Ésta película no sólo retrata ese sentimiento a través de Álex, Lara, Ariane, Reiner y Denis; sino también retrata el sentimiento opuesto, el de la gente vieja, que solía tener un empleo y ocupada la mente de ilusiones socialistas y que ahora ya no encuentra cabida. Pero esta no es la única perspectiva con la que podemos ver a la película. También está el asunto de la mentira. ¿Es bueno mentir? Si lo es, ¿hasta que grado es buen mentir? O más bien, ¿hasta cuando es bueno prolongar una mentira? ¿Bajo qué circunstancias es bueno mentir? ¿Qué tanto nos miente el gobierno? ¿Quién miente más, un gobierno capitalista o uno comunista? ¿Qué significaron 40 años de un país que no existía más allá de los ideales?

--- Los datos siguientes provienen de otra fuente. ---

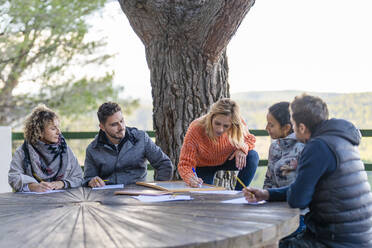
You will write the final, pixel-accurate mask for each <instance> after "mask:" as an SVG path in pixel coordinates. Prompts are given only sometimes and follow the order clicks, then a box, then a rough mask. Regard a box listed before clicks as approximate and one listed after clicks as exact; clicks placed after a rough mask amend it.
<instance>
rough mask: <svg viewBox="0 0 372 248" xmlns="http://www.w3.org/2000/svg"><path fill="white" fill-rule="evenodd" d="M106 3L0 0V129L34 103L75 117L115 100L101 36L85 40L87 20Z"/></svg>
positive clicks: (52, 0)
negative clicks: (38, 104)
mask: <svg viewBox="0 0 372 248" xmlns="http://www.w3.org/2000/svg"><path fill="white" fill-rule="evenodd" d="M105 2H106V0H63V1H61V0H27V1H23V0H0V54H1V57H0V108H1V109H2V111H1V112H0V124H3V125H4V124H5V125H9V124H12V125H13V126H14V125H17V124H18V123H19V122H20V120H22V118H23V117H24V116H25V115H26V114H27V113H29V112H30V110H31V109H32V108H33V107H34V106H36V105H37V104H38V103H45V104H46V105H47V106H49V107H51V108H53V109H55V110H57V111H58V112H59V113H60V114H63V115H66V116H74V115H78V114H82V113H87V112H89V111H92V110H96V109H97V107H98V105H99V104H100V103H102V101H106V100H118V93H119V92H120V91H121V90H122V89H121V88H114V87H113V85H112V78H113V72H107V71H105V70H104V68H105V62H107V60H109V59H110V58H112V55H109V54H103V53H102V51H101V50H102V48H103V47H104V46H105V45H106V43H105V42H104V38H105V37H101V38H100V39H99V40H98V39H97V40H88V39H87V38H86V34H87V32H88V30H89V26H88V24H87V19H88V17H89V16H90V15H91V14H93V13H95V12H96V11H98V10H100V9H101V8H102V7H103V6H104V4H105ZM88 71H89V72H90V71H94V73H93V74H92V73H90V74H88ZM20 86H22V87H21V88H22V89H23V90H20Z"/></svg>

Desde otra perspectiva, tenemos el sacrificio real, entregado y amoroso de un hijo travieso hacia su madre, una relación que muy poca veces es retratada en el cine. Alex y su amigos (un poco de referencia a Naranja Mecánica de Kubrick), hacen hasta lo imposible para guardar una pequeña porción de esa Alemania socialista que se ha ido como agua entre los dedos, con tal de que la madre de éste no sufra un impacto emocional fatal. El eslogan con que la cadena HBO la promocionó no podía ser mejor: “la Alemania comunista subsiste en un área de 4 metros cuadrados”. Vemos como Alex, el hijo, busca entre la basura frascos de conservas que se madre adora, pero que han dejado de producirse por la llegada de las marcas occidentales; como la ropa vieja que nunca pasó de moda en 40 años sale nuevamente del sótano, las viejas cortinas, los viejos muebles y hasta un poco de lo que significan los contenidos de la televisión: la veracidad de la información depende de quién (nos) gobierne.

Pero lejos de toda la seriedad del tema político, tenemos también una película entrañable con buenos tintes de humor que no salen sobrando y una mágica banda sonora que va acorde con la recreación de esa Alemania que ya no existe. Algunos pensarán que hay una sobreexplotación de marcas hiper conocidas; personalmente no coincido con eso: no creo que coca-cola necesite publicidad.

Sin duda, Wolfgang Becker logra mantener un muy bien logrado discurso sobre ambos sistemas económicos sin caer en lo puramente esnob.